[jcifs] BFS vs DFS

Fri Jul 27 08:26:59 EST 2001

> -----Original Message-----
> From:	Torgny Johansson [SMTP:torgny.johansson at kommun.ljungby.se]
> 
> What is the best thing to do then?
> I've written a crawler that just lists all the computers in the workgroups
> from top to bottom (currently not threaded) and it takes very long time to
> do a full "crawl". About 11 hours for 430 pcs (far from every pc have
> shares) and that seems all too long. My code probably (read most
> certainly...) not optimized, so briefly; which is the way to go to create an
> efficient crawler?
> 
	I think you should try the crawler example and modify that as you need. I
	don't think it's possible that it take 11 hours to crawl over 400 PCs unless
	it digs down into many subdirectories. There could be some sort of timeout
	occurng. The ThreadedSmbCrawler example does ok -- I have seen it
	enumerate every share on 200+ hosts in about 10-15 minutes.
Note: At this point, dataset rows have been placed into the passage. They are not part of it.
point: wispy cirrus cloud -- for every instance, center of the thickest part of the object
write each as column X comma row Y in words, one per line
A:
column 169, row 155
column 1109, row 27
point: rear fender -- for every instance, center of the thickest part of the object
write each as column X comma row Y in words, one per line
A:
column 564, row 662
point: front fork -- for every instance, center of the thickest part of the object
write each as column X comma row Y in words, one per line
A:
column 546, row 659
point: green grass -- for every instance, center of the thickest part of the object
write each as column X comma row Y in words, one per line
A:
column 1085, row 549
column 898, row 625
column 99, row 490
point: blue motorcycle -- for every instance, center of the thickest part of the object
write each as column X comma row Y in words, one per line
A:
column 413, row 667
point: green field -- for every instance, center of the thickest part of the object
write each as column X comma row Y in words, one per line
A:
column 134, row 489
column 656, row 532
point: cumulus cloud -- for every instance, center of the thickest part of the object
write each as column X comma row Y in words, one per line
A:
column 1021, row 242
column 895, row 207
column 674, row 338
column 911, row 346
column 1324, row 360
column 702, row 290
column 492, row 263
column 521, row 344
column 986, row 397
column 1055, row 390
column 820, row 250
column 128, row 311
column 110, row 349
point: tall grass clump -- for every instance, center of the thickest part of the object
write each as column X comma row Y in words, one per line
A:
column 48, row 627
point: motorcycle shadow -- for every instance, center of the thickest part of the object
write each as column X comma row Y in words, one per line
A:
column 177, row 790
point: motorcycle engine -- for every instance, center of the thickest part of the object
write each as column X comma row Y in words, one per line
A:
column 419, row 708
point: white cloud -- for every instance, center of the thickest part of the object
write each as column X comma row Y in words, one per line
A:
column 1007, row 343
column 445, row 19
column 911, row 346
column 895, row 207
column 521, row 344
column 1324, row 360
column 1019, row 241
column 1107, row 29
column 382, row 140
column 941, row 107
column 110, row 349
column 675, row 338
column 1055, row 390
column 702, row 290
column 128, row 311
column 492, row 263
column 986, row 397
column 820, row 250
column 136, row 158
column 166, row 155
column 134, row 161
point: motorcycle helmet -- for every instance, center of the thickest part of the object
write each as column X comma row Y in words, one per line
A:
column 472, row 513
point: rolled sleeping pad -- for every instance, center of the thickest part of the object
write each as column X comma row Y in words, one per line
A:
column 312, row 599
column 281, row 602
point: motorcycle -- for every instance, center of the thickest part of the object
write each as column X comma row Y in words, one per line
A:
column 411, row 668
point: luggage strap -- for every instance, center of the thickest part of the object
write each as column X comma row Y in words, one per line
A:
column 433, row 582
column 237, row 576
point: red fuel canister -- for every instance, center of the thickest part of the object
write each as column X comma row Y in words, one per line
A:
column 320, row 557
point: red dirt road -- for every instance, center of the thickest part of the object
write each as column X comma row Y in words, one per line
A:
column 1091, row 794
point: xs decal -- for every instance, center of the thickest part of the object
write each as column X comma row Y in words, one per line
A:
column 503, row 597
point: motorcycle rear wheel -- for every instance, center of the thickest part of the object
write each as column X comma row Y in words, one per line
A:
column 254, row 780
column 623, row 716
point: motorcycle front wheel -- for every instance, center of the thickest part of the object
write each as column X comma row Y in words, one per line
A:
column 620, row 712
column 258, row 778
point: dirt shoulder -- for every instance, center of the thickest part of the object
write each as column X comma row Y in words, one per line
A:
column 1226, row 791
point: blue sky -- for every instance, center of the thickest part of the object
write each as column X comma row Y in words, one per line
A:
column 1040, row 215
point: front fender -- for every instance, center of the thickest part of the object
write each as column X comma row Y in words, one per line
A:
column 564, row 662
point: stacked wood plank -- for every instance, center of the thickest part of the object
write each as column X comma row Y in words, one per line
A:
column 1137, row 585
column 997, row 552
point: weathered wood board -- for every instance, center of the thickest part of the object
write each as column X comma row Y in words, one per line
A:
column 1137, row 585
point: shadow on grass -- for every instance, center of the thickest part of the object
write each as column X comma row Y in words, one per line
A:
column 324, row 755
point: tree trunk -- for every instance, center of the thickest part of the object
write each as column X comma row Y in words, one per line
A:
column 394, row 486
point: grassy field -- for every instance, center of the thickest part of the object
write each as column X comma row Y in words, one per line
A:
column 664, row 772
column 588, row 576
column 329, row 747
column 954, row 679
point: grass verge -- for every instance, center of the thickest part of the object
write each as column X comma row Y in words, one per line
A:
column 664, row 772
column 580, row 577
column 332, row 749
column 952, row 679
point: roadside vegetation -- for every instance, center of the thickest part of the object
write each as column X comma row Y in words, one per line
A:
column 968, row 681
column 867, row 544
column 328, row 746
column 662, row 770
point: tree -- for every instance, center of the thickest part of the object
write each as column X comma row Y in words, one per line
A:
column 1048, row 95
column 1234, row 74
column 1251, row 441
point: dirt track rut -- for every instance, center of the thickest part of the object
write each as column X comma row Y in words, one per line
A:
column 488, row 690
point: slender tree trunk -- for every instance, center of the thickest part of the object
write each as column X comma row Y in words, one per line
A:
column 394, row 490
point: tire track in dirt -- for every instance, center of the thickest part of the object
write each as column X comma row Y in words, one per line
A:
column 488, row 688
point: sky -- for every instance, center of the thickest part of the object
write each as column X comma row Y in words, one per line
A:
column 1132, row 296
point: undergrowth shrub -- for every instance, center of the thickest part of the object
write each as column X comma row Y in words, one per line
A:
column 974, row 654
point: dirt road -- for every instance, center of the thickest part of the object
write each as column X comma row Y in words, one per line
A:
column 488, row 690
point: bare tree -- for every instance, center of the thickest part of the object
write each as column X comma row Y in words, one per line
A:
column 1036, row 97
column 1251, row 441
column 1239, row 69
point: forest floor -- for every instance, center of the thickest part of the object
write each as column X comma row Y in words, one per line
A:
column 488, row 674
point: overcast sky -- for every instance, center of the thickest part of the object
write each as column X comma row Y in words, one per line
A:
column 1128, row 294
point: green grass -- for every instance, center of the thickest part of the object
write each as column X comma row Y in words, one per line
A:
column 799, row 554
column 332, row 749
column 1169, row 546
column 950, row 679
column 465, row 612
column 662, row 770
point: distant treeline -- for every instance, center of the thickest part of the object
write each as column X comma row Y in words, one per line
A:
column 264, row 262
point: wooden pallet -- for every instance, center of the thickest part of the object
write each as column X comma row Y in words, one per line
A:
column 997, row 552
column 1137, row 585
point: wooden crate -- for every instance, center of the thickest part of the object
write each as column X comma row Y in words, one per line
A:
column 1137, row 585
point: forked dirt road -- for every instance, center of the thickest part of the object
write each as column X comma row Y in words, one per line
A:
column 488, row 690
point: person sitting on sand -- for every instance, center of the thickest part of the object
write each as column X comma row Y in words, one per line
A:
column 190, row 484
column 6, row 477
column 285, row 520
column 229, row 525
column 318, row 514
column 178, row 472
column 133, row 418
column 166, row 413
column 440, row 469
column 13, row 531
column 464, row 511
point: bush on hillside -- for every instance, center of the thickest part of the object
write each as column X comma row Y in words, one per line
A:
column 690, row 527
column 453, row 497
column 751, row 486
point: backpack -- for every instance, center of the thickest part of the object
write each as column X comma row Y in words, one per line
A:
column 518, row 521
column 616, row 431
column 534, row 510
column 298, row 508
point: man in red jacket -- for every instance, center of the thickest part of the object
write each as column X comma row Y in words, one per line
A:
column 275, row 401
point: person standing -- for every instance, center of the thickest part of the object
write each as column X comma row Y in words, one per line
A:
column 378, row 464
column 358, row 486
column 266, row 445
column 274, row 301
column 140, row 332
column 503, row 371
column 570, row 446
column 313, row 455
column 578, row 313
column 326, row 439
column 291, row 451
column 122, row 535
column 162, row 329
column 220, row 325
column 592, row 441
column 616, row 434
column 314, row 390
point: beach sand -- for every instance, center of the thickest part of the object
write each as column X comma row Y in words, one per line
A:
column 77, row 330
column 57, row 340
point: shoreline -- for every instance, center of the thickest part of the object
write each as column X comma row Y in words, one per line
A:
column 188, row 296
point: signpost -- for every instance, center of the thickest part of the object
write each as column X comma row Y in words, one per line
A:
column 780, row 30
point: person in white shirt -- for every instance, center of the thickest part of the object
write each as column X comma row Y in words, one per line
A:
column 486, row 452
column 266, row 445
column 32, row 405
This does
	not include files or directories within those shares of course. Doing operations
	in parallel (meaning using threads) will speed things up quite a bit. Similarly,
	choosing a proper traversal algorithm could make a dramatic difference. You
	should really look at traces of whats happening. Think of it this way -- if you
	can spew 100+ packets per second and you can confirm that each is doing
	something worthy then you're doing ok. SMB is a pretty verbose protocol.
	There are quite a few optimisations that can be performed but you have to be
	able to understand the network traces.

	As for BFS vs. DFS I don't know what the best algorithm would be. You want
	to keep the active list of URLs to search small and related hierarchially so
	that your not openning dozens of connections to different hosts and don't
	maintain a big list of Strings in memory. I think DFS would be better but I
	don't really know for sure. I'll leave that to the mp3 seekers :~)

	Mike